Wouter Peere plaide donc en faveur de l’établissement d’un Code de Bonnes Pratiques en matière de forages géothermiques. Celui-ci servirait notamment à définir comment et sur quelle base un dimensionnement doit être effectué. Le dimensionnement correct des forages est bien entendu crucial pour le bon fonctionnement de la pompe à chaleur, d’autant plus qu’il n’est pas possible de modifier ou de remplacer facilement un forage existant. Ce code doit également permettre au client de mieux pouvoir comparer les différentes offres. Aujourd’hui, le client final est confronté à des offres avec des longueurs de conduite, des types de sonde, des températures et débits variés, sur base de modèles et postulats divers.

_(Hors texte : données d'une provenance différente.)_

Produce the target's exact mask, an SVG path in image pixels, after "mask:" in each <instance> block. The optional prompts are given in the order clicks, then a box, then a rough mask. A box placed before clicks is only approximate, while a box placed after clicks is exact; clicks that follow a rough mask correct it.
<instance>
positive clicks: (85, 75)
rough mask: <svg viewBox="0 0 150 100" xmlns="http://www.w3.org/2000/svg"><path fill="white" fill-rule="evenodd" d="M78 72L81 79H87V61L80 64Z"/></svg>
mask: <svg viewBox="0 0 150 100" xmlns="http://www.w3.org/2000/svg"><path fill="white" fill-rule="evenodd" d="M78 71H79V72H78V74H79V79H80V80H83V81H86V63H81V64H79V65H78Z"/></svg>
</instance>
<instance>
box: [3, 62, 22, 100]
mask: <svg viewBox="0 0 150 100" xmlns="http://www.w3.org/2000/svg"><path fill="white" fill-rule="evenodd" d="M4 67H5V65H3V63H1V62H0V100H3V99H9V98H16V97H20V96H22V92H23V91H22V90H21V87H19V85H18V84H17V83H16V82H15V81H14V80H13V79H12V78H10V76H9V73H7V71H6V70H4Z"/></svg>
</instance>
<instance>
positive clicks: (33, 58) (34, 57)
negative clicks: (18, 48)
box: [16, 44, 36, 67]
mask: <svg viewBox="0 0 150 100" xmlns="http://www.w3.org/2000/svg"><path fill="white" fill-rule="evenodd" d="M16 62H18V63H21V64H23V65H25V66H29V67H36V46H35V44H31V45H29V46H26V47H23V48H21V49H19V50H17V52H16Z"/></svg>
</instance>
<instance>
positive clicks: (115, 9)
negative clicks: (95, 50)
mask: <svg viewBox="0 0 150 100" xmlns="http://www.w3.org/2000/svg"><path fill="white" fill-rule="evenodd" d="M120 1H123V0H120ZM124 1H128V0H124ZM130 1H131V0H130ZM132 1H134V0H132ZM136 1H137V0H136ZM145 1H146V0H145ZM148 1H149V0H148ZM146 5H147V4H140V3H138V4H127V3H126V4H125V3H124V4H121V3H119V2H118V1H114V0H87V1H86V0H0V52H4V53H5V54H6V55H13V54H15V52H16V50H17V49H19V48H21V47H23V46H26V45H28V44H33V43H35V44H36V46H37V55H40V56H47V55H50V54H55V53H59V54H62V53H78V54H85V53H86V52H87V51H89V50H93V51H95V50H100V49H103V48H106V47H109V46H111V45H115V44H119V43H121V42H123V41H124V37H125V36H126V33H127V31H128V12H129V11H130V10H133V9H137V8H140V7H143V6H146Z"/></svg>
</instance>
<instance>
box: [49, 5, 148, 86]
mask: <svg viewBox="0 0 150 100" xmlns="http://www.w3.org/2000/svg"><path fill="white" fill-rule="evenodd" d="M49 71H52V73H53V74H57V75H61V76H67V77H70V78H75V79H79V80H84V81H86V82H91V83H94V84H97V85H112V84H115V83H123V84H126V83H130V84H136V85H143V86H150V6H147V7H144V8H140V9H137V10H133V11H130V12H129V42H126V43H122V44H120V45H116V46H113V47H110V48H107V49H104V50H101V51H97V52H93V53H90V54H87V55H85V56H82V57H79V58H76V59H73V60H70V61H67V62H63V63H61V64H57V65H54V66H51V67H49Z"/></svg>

Membres et étudiants primés

L’Atic a également profité de l’occasion pour mettre en avant un certain nombre de membres qui ont consacré des années de service à l’association. Dix professeurs ayant enseigné au moins 20 ans dans le cadre des cours de l’Atic ont ainsi reçu le titre de membre honoraire. Il s’agit de Bram Svend, Christophe Delmotte, Karla Dinne, Geert Gallet, Joris Mampaey, Ivan Piette, Etienne Poncelet, Johan Timmermans, Sylvano Tusset et Johan Verplaetsen. Les étudiants qui ont suivi fidèlement les différents cycles ont également été récompensés. Et ceux qui ont suivi tous les cycles, et qui ont été lauréats au moins trois fois, reçoivent le prix Jean-Pierre Minne. Cet honneur est revenu à Didier Negemeer.